Reserve Bank of Zimbabwe governor John Mangudya has touted introduction of the interbank foreign currency market as having helped stabilise exchange volatilities. Parallel market and formal market exchange rates have appeared to converge as banks and bureau de changes ramp up their activities on the foreign currency markets following liberalisation of the exchange rate regime this year.
“The introduction of the interbank foreign currency market was meant to address the foreign currency grid-lock arising from widening parallel market activities by harnessing foreign exchange through the formal market,” Mangudya said in the mid-term monetary policy statement on Friday.
According to central bank data, as much as US$799 million in foreign currency has been traded on the official interbank market for forex in Zimbabwe.
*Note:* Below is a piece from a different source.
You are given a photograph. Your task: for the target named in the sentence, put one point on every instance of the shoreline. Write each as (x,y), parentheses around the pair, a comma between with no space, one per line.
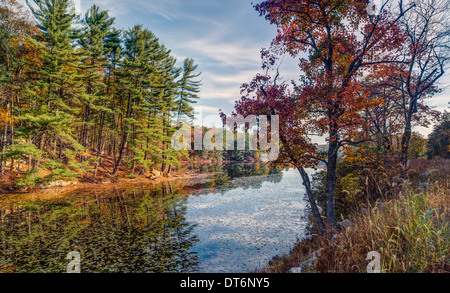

Prior to this, those holding foreign currency shunned formal channels because of the 1:1 exchange rate for local currency and US dollars.
Zimbabwe has also moved to introduce US dollar denominated savings bonds to “promote a savings culture and to provide reasonable return on (foreign currency accounts) deposits” as well as “US dollar cash balances held by individuals and firms” inside Zimbabwe.
The new US dollar savings bonds will bear interest of 7.5 percent per year; have a minimum tenure of one year; will have tax exemption; and assume liquid asset status in addition to acceptability as collateral for overnight accommodation by the central bank.
This comes as the Reserve Bank of Zimbabwe has noted an increase in the demand for physical cash, which it describes as worsening, with unending queues at most banks in the country. Premiums on bond notes have also started to spike.
“Visitors to the country including tourists are failing to access cash for their domestic transactions, as they are supposed to buy local currency cash from banks or bureaux de change,” Mangudya explained.
He highlighted that the central bank was now geared to inject additional notes and coins on a gradual basis to support productivity and lessen the inconvenience caused by physical cash shortages to the transacting public.
“The cash injections will not result in an increase in money supply as banks will use their existing RTGS balances to exchange for cash.”
Economists are, however, worried that additional injection of cash into the economy will fuel price increases through broadening money supply. The central bank has curtailed the usage of bank balances for informal parallel market foreign currency dealings through hiking the overnight borrowing rate to 70 percent, which has been viewed by some economists as marking Zimbabwe’s return to hyper-inflation.